Rahimi was indicted, convicted, and sentenced to six years in prison.
In February 2023, the 5th U.S. Circuit Court of Appeals vacated Rahimi’s conviction, with Judge Cory T. Wilson, a former Mississippi state legislator known for his virulent anti-gun control views who was elevated to the bench by former President Donald Trump, writing in the ruling, “Could speeders be stripped of their right to keep and bear arms? Political nonconformists? People who do not recycle or drive an electric vehicle?”
“Rahimi, while hardly a model citizen, is nonetheless part of the political community entitled to the Second Amendment’s guarantees, all other things equal,” Wilson opined.
In his dissent on Friday, Thomas wrote that stripping a domestic abuser’s right to own a gun pursuant to a protective order was a due process violation, calling it “an automatic, uncontestable consequence of certain orders.”

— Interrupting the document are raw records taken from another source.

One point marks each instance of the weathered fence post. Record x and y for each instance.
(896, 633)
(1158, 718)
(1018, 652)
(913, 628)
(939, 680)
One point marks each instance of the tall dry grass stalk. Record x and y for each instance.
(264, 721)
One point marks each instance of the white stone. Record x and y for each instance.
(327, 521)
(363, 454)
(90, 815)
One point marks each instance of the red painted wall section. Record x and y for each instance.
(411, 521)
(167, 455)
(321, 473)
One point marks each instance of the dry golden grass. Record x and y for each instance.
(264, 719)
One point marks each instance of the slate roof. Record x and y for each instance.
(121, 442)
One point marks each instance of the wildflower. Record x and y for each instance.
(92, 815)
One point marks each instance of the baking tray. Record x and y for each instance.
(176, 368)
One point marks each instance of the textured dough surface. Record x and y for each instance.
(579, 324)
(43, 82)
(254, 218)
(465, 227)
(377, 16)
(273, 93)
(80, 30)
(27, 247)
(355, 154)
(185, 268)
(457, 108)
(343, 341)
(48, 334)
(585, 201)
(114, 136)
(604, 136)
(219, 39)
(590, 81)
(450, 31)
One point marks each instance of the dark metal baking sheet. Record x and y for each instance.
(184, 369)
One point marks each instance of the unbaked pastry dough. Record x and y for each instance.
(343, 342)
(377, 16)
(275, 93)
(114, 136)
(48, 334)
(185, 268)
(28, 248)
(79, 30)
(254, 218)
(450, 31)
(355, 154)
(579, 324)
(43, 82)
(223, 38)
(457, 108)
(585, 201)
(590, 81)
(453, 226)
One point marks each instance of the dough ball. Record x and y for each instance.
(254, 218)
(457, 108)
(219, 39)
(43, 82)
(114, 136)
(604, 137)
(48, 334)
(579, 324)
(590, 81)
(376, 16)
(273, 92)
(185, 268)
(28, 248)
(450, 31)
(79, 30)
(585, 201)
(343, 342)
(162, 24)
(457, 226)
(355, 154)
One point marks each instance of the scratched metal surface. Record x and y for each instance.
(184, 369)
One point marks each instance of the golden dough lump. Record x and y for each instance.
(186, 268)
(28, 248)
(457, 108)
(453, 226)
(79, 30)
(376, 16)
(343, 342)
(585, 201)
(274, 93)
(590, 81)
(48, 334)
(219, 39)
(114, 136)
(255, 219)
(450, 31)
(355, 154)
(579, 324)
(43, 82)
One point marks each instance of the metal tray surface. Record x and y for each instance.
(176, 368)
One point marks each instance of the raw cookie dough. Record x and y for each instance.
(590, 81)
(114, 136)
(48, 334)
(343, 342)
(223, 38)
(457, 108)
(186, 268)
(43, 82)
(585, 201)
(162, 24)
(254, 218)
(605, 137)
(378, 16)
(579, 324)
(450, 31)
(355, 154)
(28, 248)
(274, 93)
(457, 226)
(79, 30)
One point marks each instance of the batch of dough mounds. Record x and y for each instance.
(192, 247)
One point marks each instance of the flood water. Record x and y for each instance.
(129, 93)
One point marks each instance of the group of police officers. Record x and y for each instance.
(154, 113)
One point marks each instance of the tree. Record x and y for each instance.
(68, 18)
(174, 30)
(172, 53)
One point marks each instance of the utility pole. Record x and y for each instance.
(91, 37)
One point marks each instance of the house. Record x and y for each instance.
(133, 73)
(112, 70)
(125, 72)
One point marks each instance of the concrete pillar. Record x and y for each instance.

“There is no hearing or opportunity to be heard on the statute’s applicability, and a court need not decide whether a person should be disarmed under §922(g)(8),” Thomas argued. “The only process §922(g)(8) requires is that provided (or not) for the underlying restraining order.”
In Thomas’ view, the Second Amendment acts as “a barrier, placing the right to keep and bear arms off limits to the Government.”
“The Framers and ratifying public understood ‘that the right to keep and bear arms was essential to the preservation of liberty,’” he concluded. “Yet, in the interest of ensuring the Government can regulate one subset of society, today’s decision puts at risk the Second Amendment rights of many more. I respectfully dissent.”
After the ruling, New York State Attorney General Letitia James issued a statement applauding the court’s decision, calling basic gun laws “commonsense guardrails.” James and a coalition of 25 attorneys general from across the U.S. submitted an amicus brief last year in the Rahimi case, noting that intimate partners are five times more likely to be murdered by an abuser if there is a firearm in the home.